We have opened a clinic where we give outpatient consultations and deliver maternal health and nutrition services. In addition, MSF runs a health center in Bolori II district (another former Boko Haram stronghold), where we also give outpatient consultations and provide maternal health and nutrition services.

We provide assistance (nutrition center, emergency treatment, and pediatrics) to the Infectious Diseases Hospital in Maiduguri and the emergency room in Umaru Shehu hospital. We are planning to set up a surgery program solely for the displaced. Working in partnership with the teams at the hospital, we will provide surgical treatment—from simple trauma to care for victims of attacks referred to us by, for example, the International Committee of the Red Cross, who also work in a Ministry of Health facility (surgery).

We may offer burn trauma care too, because during the cold season many people, especially children, living in insalubrious conditions are burned in domestic accidents often caused by unsafe makeshift heating appliances.

What are MSF's plans for the months to come?

Once the total number of camps drops to six, we will continue to ensure comprehensive health monitoring as well as medical, hygiene, and sanitation activities, but only at two of the sites. It is essential that we stay in the camps because it’s the only effective way to keep track of what is actually happening to the displaced.

We will continue our work in Maimusari and Bolori II and at Umaru Shehu hospital. We will transfer activities currently run at the Infectious Diseases Hospital to the health center in Maimusari as soon as its refurbishment is completed.

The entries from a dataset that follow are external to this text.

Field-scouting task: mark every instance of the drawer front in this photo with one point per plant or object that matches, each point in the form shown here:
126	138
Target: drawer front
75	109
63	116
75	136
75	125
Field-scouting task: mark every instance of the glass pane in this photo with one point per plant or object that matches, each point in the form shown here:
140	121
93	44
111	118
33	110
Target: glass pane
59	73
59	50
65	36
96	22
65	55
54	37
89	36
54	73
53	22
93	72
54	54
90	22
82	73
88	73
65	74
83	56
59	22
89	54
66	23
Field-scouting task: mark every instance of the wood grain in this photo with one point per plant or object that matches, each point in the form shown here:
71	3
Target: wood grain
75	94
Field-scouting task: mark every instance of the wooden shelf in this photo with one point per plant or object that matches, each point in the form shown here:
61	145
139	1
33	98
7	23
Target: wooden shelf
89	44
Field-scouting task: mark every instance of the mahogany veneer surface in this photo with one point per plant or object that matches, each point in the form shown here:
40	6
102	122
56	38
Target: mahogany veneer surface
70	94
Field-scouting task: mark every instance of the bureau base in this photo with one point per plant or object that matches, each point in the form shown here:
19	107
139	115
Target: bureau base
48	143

MSF will manage hygiene and sanitation at the sites and facilities where we’ll be working, but we would like to hand over at least part of this to other agencies.

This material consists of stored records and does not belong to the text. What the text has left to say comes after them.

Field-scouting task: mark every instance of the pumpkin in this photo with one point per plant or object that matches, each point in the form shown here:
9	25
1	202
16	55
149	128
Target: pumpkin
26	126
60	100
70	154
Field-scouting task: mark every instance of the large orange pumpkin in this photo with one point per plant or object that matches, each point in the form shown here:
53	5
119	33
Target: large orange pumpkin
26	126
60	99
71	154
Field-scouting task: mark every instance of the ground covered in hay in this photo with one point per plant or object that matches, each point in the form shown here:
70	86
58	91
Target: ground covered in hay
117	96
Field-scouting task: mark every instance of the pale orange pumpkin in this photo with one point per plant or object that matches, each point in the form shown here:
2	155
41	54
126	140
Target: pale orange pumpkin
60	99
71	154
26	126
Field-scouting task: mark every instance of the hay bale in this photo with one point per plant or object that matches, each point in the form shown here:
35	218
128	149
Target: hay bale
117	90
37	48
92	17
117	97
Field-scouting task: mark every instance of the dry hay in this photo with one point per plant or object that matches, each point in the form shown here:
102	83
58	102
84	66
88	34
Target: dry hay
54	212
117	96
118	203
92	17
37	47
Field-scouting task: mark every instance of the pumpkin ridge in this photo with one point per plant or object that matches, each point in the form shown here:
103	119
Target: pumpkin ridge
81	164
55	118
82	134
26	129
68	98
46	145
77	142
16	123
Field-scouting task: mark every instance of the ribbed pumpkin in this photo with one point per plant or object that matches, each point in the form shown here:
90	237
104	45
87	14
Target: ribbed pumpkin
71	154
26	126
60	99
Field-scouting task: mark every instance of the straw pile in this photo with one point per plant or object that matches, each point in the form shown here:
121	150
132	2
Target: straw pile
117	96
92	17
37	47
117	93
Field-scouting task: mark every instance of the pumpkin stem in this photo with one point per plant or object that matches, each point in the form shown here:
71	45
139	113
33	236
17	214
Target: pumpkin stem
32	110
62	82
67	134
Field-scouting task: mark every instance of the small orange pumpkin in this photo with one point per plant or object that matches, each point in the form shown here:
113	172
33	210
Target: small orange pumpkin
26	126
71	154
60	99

Our assistance has so far focused exclusively on the town of Maiduguri. Our last attempt to venture further was in February 2015, when we went to Monguno to evaluate a hospital and determine whether we could set up operations. The following day, former Boko Haram fighters attacked Baga and the whole town fled to Maiduguri. Monguno suffered a similar fate and was also emptied of its inhabitants.

The authorities would like people living in rural areas to move into towns such as Bama, Baga, and Monguno, and to stay put while the Nigerian army takes offensive action in the vicinity. Those who don’t manage to get to these urban centers in time will be automatically considered as sympathizers or possibly even members of Boko Haram.

We’re also concerned because nothing seems to have been done in the towns to prepare for the influx of all these people in terms of health care, food, shelters, etc. We need to keep a close eye on the situation. But, northeast Nigeria is still very dangerous, so our priority is ensuring that our teams can get around and do their work in safety.

MSF set up operations in Borno in May 2013 but had to pull out because of the security situation. In August 2014, MSF returned to Maiduguri on a permanent basis. The security situation in Borno continues to be extremely volatile with regular reports of clashes between the military and insurgents, particularly in rural areas. The government is planning the return of IDPs to their home communities by January 2016. But this plan encounters resistance from IDPs as the security situation in the surrounding areas remains tense. Since 28 September 2015, an MSF team has been working in the 11-bed emergency room at Umaru Shehu hospital in Maiduguri. MSF continues its sanitarian and health surveillance/monitoring in 15 IDP camps. MSF also continues its medical activities in 2 camps – ATC and Teachers Village camps – where we provide primary healthcare and antenatal consultations. MSF also carries out water & sanitation activities in 9 of the 15 IDP camps. In late September 2015 MSF transferred secondary healthcare activities from Maimusari clinic to the Infectious Diseases Hospital. MSF continues to run two clinics in urban districts in Maimusari and Bolori to provide primary healthcare.